Published online by Cambridge University Press: 17 February 2009
Hsiung Hsiang-hui, Peking's Chargé d'Affaires in London, is one of the extremely few American-educated Chinese Communists. Now in his mid-forties, Hsiung comes from a large and well-to-do gentry family (his father was once a district judge) in which, as the second son, he bridled under the petty tyrannies of his elder brother. By the mid-1930s he was a student in one of China's finest universities, Tsinghua, where he first came into contact with left-wing elements. After the war broke out in 1937, he studied briefly in Changsha but then joined the First Army of Hu Tsung-nan, a top KMT general.
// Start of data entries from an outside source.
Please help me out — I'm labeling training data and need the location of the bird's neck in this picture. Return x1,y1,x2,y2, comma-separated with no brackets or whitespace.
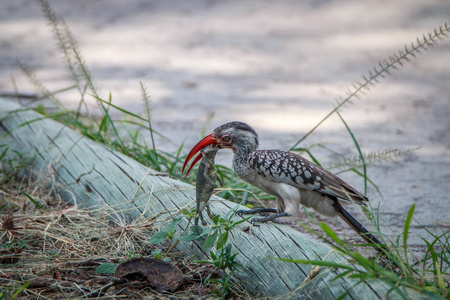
232,144,255,175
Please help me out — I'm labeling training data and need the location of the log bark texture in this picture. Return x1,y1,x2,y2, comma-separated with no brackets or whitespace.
0,99,425,299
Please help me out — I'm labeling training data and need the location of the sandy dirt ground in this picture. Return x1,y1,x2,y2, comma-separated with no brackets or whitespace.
1,0,449,255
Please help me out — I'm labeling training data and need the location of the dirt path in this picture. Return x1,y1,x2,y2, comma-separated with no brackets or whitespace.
1,0,449,254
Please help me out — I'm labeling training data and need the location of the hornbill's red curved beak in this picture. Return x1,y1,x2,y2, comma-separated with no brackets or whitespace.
182,133,218,175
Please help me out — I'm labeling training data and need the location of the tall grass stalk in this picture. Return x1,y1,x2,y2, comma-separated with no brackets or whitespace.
140,81,159,170
289,21,450,151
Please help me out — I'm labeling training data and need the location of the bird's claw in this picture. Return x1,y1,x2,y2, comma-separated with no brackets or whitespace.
237,208,286,225
248,215,287,225
249,216,271,225
236,210,261,225
236,208,277,217
236,209,247,216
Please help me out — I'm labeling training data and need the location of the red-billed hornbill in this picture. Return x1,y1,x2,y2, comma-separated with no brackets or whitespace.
183,121,383,247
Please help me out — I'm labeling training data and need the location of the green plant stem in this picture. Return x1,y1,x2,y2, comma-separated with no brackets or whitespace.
162,218,192,259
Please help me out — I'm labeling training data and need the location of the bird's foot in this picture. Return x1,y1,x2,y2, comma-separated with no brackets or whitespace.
249,212,289,225
236,208,278,216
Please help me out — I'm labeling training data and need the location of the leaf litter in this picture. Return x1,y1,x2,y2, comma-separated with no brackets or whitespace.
0,177,248,299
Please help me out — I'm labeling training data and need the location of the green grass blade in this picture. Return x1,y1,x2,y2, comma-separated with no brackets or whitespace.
0,145,9,161
403,203,416,268
422,237,446,290
26,85,78,106
320,222,344,246
274,257,355,270
336,111,367,194
98,114,109,134
95,97,146,121
12,281,31,299
14,185,46,211
92,93,129,155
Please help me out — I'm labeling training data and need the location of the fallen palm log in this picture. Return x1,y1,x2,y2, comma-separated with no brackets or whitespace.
0,98,426,299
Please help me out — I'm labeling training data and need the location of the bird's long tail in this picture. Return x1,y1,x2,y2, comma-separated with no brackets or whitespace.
334,201,385,252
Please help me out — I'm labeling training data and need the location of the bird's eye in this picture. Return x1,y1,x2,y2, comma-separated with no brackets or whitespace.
222,135,231,143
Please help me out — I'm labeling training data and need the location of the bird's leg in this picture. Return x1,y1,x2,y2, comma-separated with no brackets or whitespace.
236,207,278,216
236,208,288,225
249,212,289,225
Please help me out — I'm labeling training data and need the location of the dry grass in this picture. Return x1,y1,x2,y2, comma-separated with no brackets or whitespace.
0,176,248,299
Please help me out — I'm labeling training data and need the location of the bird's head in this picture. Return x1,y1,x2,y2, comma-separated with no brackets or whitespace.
182,121,258,175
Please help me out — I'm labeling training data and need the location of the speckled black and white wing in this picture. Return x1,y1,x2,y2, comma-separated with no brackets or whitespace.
248,150,368,204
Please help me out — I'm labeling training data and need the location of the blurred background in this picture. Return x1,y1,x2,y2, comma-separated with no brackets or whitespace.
1,0,449,251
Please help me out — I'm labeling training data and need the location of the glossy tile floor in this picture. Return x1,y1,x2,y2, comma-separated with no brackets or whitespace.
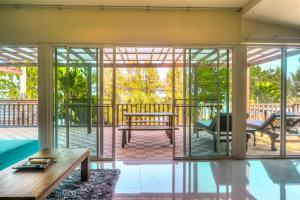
92,159,300,200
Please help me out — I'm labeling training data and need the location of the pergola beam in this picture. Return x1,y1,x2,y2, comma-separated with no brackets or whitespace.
247,48,265,58
248,49,300,66
117,47,125,64
0,67,23,75
69,49,89,63
0,48,36,61
162,48,171,63
191,50,216,63
247,49,280,63
150,48,154,64
175,52,183,63
84,48,97,60
103,51,112,63
156,48,165,61
135,48,138,64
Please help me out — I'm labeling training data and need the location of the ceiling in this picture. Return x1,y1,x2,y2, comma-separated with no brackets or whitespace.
0,0,299,30
0,0,250,8
244,0,300,29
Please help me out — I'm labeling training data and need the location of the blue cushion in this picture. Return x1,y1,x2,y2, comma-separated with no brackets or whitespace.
0,140,39,170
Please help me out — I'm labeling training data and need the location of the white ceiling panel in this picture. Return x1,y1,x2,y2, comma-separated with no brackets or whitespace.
244,0,300,29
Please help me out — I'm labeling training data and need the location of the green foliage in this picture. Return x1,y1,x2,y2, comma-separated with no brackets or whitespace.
56,65,93,123
0,70,21,99
0,67,38,100
165,68,183,102
26,67,38,99
250,65,281,103
116,68,163,104
287,58,300,103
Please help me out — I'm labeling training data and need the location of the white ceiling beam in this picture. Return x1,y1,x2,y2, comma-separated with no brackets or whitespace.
241,0,262,17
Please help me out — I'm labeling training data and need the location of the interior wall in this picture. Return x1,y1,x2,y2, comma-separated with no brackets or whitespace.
241,19,300,44
0,8,241,44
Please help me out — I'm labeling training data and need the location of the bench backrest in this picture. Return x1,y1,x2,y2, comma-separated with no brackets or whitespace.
258,112,300,129
210,113,232,132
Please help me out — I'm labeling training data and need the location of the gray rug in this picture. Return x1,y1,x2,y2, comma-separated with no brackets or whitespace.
46,169,121,200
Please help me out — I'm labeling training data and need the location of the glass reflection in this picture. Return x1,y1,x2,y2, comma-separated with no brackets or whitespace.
91,159,300,199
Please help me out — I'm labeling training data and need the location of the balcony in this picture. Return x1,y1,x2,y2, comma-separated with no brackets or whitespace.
1,100,300,159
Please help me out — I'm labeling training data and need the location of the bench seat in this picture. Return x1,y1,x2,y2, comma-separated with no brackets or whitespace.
118,126,179,147
118,125,178,130
125,120,170,124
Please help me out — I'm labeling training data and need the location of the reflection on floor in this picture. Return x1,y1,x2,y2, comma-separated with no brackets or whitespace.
93,159,300,200
1,127,300,158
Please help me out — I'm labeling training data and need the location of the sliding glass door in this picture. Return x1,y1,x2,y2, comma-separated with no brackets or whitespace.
54,47,115,160
286,48,300,156
174,48,232,159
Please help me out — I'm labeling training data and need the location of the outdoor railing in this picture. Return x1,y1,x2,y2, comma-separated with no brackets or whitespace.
0,100,38,126
249,103,300,120
3,100,299,127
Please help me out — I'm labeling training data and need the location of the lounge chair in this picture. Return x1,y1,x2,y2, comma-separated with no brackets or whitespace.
197,113,251,151
247,112,300,151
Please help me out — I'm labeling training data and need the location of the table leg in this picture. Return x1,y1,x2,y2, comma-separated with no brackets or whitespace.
81,155,90,182
122,130,126,148
128,130,131,142
169,116,173,144
129,116,132,127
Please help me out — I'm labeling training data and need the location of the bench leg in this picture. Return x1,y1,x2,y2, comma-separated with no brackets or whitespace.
270,135,277,151
128,130,131,143
81,156,90,182
167,130,171,138
246,134,250,151
213,135,217,152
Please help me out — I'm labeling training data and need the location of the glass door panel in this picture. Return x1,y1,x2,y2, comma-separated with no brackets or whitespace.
174,48,189,158
102,48,115,159
54,47,115,160
174,48,231,158
68,48,97,157
54,47,98,157
219,49,232,156
286,48,300,156
54,47,68,149
190,48,219,157
246,47,282,156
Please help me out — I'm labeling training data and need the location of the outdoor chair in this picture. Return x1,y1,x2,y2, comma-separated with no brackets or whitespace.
197,113,251,152
247,112,300,151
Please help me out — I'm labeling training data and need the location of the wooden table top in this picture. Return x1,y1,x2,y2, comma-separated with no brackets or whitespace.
124,112,177,116
0,148,89,200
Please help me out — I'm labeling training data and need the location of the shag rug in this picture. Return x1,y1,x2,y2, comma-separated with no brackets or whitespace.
46,169,121,200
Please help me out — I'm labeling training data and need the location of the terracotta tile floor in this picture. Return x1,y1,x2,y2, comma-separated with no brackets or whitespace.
1,126,300,158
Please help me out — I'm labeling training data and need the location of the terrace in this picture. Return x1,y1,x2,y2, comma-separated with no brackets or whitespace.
0,47,300,160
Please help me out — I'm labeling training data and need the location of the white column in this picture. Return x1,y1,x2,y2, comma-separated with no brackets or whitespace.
38,44,53,149
232,45,247,159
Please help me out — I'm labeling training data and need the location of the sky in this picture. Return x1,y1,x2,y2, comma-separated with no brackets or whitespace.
261,54,300,77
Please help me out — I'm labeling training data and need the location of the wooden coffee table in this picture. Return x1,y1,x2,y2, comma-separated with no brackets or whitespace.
0,148,90,200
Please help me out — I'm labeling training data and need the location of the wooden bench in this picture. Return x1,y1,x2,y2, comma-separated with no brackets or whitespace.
118,125,179,148
126,120,170,124
0,148,89,200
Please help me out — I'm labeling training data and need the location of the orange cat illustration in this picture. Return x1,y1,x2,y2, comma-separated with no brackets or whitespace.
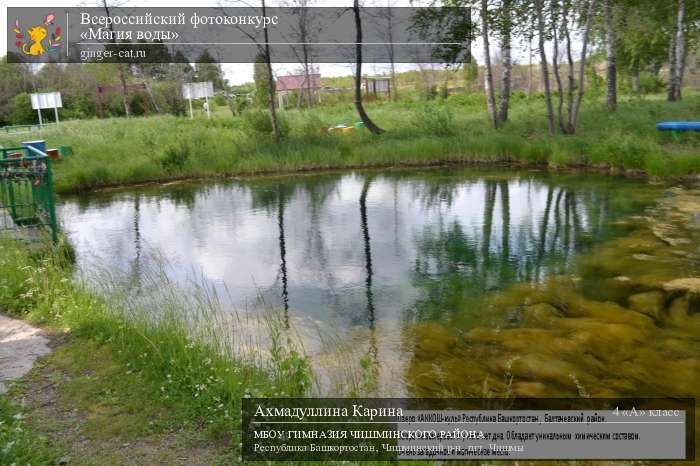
23,25,48,56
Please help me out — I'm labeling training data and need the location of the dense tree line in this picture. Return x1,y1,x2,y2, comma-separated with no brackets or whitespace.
0,49,225,126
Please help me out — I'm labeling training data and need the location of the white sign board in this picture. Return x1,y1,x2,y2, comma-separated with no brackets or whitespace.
182,82,214,100
30,92,63,110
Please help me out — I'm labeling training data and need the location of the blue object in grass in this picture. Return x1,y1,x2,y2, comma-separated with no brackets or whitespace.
656,121,700,132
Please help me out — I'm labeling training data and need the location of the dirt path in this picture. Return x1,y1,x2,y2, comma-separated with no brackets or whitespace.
0,313,51,394
10,335,231,465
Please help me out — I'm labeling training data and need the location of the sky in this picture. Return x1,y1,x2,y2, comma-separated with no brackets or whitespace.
2,0,562,85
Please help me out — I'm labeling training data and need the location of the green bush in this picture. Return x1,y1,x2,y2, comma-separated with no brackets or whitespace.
9,93,35,125
213,94,227,106
638,72,666,94
160,144,191,171
228,96,249,116
297,112,326,138
242,109,289,137
412,104,455,136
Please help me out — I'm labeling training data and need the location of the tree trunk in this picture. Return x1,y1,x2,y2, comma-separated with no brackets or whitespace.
604,0,617,111
262,0,281,139
672,0,685,101
481,0,499,128
569,0,596,134
301,7,313,109
497,0,512,124
117,68,131,118
535,0,555,134
102,0,131,118
387,3,398,101
551,0,566,132
631,65,640,93
667,2,679,101
562,0,575,132
353,0,384,134
527,34,533,97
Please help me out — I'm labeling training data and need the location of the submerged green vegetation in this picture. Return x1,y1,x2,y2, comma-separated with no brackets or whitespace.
0,91,698,194
406,186,700,443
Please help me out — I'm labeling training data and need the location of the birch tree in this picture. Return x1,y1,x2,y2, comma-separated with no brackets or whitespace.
534,0,555,133
668,0,685,101
569,0,597,133
481,0,499,128
604,0,617,111
497,0,513,124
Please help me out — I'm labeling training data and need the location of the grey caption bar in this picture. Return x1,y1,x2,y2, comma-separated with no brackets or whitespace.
7,7,472,63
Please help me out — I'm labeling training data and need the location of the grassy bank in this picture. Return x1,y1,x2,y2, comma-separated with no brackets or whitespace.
0,237,312,462
0,91,698,194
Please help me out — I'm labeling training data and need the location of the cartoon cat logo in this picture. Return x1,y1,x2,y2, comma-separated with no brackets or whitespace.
14,14,62,57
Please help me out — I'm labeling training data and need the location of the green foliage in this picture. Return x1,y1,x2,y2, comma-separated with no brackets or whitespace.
0,396,56,465
1,90,698,194
439,81,449,99
160,144,191,172
213,94,226,107
228,95,249,116
9,93,35,125
638,72,666,94
0,237,312,444
128,91,152,116
420,83,438,101
194,50,225,90
253,52,273,109
462,60,479,92
413,103,455,136
242,109,288,137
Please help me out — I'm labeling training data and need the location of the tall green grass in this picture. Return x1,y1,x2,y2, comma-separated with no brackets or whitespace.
0,90,697,194
0,237,312,451
0,238,437,464
0,396,56,465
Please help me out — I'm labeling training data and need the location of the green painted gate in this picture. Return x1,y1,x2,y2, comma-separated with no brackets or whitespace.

After a year's schooling in the Central Cadets School in Sian, Hsiung became aide-de-camp to General Hu, a post he held from about 1940 to 1943. Hu began to suspect him of being a communist and, to get him out of the way, assigned him back to the Cadets School. Towards the end of the war Hsiung attended a training course established by Hu in preparation for taking over areas held by the Japanese. After this, Hsiung took and failed a government scholarship examination. But then Hu provided the necessary funds for Hsiung to study in the U.S.
1 Hong Kong Tiger-Standard, December 21, 1963.
2 London Observer, September 19, 1965.